Mother nature, you freaky.
After years of searching, a team of astronomers have found the hottest planet ever.
According to a study published yesterday in the journal Nature, the planet – an exoplanet named “KELT-9b” is roughly 3,700 degrees C on the “night” side and 4300 degrees C on the “day” side.
How hot is that? Well, the surface of our sun is around 5,600 degrees C and Venus, the hottest planet in our solar system is about 500 degrees.
KELT-9b is a gas giant located about 650 light years from earth. It orbits a blue star called “KELT 9”, which is almost twice as hot as our sun, travelling around it in just 1.5 Earth days.
“KELT-9b is one of the strangest exoplanets I’ve ever seen,” Scott Gaudi, a professor of astronomy at Ohio State University told The Washington Post. He added that the data was so weird that he and another scientist had made a bet for a bottle of single-malt scotch on whether or not KELT-9b is a planet.
Gaudi won. As well as being super hot, KELT-9b has some other interesting traits. While all the planets in our solar system orbit around the sun’s equator, KELT-9b orbits around the poles of KELT-9.
KELT-9b also 2.8 times bigger than Jupiter but only half as dense and pumps out extreme levels of radiation.
Rounding out its freakiness, KELT-9b is so hot that it has a comet-like tail and may be disappearing.
“KELT-9b radiates so much ultraviolet radiation that it may completely evaporate the planet”, said Keivan Stassun, co-author of the study.
Unsure, he added “Or, if gas giant planets like KELT-9b possess solid rocky cores as some theories suggest, the planet may be boiled down to a barren rock, like Mercury.”
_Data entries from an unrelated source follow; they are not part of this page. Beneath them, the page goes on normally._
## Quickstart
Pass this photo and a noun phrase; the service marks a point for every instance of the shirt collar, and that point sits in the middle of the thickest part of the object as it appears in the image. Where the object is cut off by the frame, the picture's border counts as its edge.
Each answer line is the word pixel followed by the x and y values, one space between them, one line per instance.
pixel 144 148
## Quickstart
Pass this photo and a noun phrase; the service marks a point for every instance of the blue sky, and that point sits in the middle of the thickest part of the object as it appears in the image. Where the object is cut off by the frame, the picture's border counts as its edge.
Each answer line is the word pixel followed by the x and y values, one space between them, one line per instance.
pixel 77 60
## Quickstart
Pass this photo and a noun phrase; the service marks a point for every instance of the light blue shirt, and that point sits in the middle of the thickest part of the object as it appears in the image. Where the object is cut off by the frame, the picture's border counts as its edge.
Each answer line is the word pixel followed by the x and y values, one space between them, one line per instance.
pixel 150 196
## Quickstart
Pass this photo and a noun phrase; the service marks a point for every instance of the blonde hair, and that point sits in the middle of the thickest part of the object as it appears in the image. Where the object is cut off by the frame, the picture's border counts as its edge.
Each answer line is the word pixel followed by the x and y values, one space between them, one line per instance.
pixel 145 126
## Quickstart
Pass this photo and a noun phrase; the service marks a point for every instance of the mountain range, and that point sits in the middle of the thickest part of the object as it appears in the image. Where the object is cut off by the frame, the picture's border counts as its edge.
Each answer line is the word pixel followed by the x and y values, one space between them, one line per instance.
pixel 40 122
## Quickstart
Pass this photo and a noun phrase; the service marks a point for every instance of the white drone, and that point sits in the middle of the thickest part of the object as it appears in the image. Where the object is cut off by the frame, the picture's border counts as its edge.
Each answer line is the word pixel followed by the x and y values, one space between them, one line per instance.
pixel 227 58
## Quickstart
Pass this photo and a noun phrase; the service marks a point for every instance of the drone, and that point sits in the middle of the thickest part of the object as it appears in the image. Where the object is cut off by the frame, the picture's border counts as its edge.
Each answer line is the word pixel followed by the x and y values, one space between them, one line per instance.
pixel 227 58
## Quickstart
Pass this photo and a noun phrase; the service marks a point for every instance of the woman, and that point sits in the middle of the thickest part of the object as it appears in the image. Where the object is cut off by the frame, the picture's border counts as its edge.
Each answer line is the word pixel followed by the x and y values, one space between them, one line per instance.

Stassun is a Professor of Physics and Astronomy at Vanderbilt University. In 2014, astronomers from Ohio State, Vanderbilt and Lehigh universities had spotted KELT-9b using instruments called “Kilodegree Extremely Little Telescopes or “KELTs”.
Unlike top-of-the-line telescopes which can cost millions of dollars to build, KELTs are made of mainly store-bought tech and cost less than $USD 75,000.
In addition to being cheaper, KELTs have another advantage. Large, expensive telescopes are designed to look at specific stars that are very far away, delivering high-res images. KELTs are good for spotting exoplanets because they examine large swathes of sky at relatively low resolution.
When searching space the broad appeal is to find planets that may be habitable. With its scorching temperatures, it is extremely unlikely that KELT-9b will harbour any life or be a place we’ll want to visit anytime soon.
However, scientists can still learn a lot from planets like this which are frankly weird and change our understanding of the universe.